Exxon Estimates Second Berbice Pipeline Could Exceed US$2B Cost
ExxonMobil Guyana’s president, Alistair Routledge, told reporters the company is preparing for major domestic gas expansion. He made the comments during a media briefing tied to the 2026 Guyana Energy Conference and Supply Chain Expo.
Cost expectations and comparisons
Exxon estimates the second Berbice pipeline could top US$2 billion. The company said the new line would likely cost two times the roughly US$1 billion spent on the 225-kilometer Liza-to-Wales pipeline.
The original pipeline was completed by Exxon in 2024. It supports the Wales Gas-to-Energy project.
Market demand and anchor projects
Routledge said international firms have been contacting both government and Exxon. They want to use Guyana’s gas for data centers, alumina conversion, and power generation.
He stressed that large anchor projects will be required. Those projects must create stable demand to justify major infrastructure.
Commercial planning and pricing
Exxon said it will confirm a market before committing to build. The company needs buyers who can pay a feasible gas price.
Officials are lining out a commercial value chain with potential investors. That work will inform final investment decisions.

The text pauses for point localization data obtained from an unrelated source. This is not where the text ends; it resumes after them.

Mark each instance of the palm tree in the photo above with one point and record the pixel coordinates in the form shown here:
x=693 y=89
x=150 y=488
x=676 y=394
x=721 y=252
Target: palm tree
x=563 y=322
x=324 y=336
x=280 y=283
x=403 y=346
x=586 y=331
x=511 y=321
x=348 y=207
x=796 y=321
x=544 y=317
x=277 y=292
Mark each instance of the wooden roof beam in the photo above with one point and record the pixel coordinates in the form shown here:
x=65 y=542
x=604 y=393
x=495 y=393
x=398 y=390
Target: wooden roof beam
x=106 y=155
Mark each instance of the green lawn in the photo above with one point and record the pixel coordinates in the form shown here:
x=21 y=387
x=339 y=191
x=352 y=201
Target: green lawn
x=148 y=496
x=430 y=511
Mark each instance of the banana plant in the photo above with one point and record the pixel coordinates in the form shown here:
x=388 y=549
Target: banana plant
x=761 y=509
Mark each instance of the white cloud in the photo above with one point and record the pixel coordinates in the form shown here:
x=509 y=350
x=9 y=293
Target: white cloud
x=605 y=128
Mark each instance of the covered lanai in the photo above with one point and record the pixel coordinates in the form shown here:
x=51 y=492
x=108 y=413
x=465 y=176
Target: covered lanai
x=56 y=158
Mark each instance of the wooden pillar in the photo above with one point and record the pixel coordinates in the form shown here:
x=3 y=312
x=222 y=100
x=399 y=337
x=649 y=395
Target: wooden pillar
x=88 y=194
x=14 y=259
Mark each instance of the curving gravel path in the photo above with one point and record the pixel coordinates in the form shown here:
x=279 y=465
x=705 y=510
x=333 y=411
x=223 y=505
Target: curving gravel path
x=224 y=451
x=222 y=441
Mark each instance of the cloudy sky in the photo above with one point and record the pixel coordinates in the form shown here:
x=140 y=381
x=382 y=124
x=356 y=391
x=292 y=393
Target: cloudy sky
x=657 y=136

Pipeline specifics and regional talks
Details on pipeline size remain under discussion. Routledge said the Berbice line would be larger to carry greater volumes.
Exxon has held discussions with Suriname about sharing a pipeline. Shared infrastructure could offer economies of scale, the company noted.
Supply sources and production figures
Gas from the Hammerhead and Longtail projects could supply the line. Hammerhead can produce about 80 to 90 million cubic feet of gas daily.
Longtail is under government review and is reported to have capacity near 1,200 million standard cubic feet per day. That output would greatly expand supply options.
Local engagement and industrial opportunities
Exxon said it will consult Berbice communities and businesses as the plan advances. The company expects new opportunities in small manufacturing and glass production.
Officials argued these industries would use less imported liquid fuel. They said domestic gas would improve efficiency and reduce import needs.
Filmogaz.com covered the briefing and provided these details from ExxonMobil Guyana’s statements.